The Good Father, however, is not just a very readable book for fathers struggling to find their best selves in relation to their spouses and children. Women will want to read The Good Father as well. All men and women have complex and important relationships with their fathers, whether or not those men were good fathers. Dr. O'Connell reveals how men and women alike bring these relationships to their parenting, and how we so often need to untangle these generational knots.
Filled with reassuring common sense, The Good Father opens a path toward happier, more satisfying relationships for the entire family while helping men become the good fathers they deeply want to be.

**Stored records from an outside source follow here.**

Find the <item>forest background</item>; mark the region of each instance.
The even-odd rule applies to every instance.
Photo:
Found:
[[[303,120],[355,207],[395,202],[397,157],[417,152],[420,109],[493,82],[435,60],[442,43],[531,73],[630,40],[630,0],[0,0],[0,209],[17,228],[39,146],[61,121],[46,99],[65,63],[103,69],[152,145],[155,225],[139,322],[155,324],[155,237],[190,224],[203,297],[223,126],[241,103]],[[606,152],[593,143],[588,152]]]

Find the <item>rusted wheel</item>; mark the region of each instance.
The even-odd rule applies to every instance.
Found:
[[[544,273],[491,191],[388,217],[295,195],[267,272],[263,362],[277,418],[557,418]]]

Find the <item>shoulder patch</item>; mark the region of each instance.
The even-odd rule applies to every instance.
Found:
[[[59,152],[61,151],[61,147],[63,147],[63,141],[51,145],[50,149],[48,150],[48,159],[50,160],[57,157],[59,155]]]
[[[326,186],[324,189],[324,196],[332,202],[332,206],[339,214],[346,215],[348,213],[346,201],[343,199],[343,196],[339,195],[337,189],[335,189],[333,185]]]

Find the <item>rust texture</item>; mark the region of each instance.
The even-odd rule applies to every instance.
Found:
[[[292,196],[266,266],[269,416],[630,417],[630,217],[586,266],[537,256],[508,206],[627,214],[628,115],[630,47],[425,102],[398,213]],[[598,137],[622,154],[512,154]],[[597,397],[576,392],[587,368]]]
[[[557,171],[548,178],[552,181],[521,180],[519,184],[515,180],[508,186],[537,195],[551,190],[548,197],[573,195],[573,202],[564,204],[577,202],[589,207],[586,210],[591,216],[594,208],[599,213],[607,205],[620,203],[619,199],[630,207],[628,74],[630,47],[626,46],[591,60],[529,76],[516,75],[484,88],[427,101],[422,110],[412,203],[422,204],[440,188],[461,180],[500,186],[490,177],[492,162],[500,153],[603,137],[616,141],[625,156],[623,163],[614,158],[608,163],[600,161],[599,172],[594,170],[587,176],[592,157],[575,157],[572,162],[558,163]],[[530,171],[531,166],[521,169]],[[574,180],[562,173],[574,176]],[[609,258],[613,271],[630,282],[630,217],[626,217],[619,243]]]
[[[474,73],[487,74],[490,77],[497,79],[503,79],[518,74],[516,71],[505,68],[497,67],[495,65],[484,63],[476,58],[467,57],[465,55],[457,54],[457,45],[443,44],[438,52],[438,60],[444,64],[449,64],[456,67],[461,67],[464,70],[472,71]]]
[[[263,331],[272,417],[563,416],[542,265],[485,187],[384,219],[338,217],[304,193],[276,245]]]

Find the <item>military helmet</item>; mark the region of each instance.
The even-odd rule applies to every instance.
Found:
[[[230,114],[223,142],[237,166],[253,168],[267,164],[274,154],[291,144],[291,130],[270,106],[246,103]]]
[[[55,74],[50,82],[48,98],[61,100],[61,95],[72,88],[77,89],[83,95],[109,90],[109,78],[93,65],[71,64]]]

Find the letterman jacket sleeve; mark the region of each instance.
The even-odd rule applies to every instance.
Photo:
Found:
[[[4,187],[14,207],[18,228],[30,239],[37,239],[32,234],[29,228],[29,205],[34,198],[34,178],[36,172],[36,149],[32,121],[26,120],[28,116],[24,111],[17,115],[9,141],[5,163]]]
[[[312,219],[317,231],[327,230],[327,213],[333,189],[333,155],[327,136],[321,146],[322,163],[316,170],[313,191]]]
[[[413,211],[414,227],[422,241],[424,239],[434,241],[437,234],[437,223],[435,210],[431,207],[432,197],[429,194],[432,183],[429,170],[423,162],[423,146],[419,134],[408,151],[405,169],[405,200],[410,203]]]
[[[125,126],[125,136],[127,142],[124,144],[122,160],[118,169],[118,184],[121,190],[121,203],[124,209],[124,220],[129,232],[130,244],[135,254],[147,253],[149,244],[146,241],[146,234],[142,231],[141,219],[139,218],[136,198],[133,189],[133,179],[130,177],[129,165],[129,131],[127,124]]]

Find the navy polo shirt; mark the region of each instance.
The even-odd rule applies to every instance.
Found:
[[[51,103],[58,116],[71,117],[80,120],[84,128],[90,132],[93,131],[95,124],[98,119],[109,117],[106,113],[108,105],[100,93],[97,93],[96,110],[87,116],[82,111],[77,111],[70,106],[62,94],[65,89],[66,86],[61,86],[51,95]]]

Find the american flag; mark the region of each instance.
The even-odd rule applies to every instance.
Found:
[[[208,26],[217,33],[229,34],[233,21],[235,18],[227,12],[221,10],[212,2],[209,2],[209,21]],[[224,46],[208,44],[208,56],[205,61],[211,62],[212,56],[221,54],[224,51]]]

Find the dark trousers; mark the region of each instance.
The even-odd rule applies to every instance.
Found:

Psychologist O'Connell knows firsthand how it feels to need a father (having lost his own at an early age) and to be a father (having three children himself). As a practicing therapist, he's treated many fathers (and sons) over the years. His experience makes this parenting book with its chapters on challenges like the "masculinity debate," sexuality, and violence and authority an essential guide. From the opening pages, O'Connell acknowledges that being a father is immensely complex, so "this book, therefore, aims less to 'advise' than to begin a conversation." From there, he employs an easygoing tone, devoid of psychobabble or touchy-feelyism, to sort through the currents of thinking about maleness and fatherhood, pointing out where they run shallow, where deep, and where ideas have foundered. The main strength of O'Connell's method lies in its use of material from the author's own history as well as from his psychotherapy practice. Whatever the subject at hand play, authority, mortality, sex he addresses it specifically and anecdotally. The chapter on discipline, for example, opens with a memory from the author's childhood, weaves in a strand of information from his life as a father, adds material from one of his client's experiences, then expands into a general discussion of the issue. This approach allows readers to digest the complexities bit by bit and even begin the sort of dialogue the author desires. All fathers, and those who have fathers, stand to benefit from this useful book.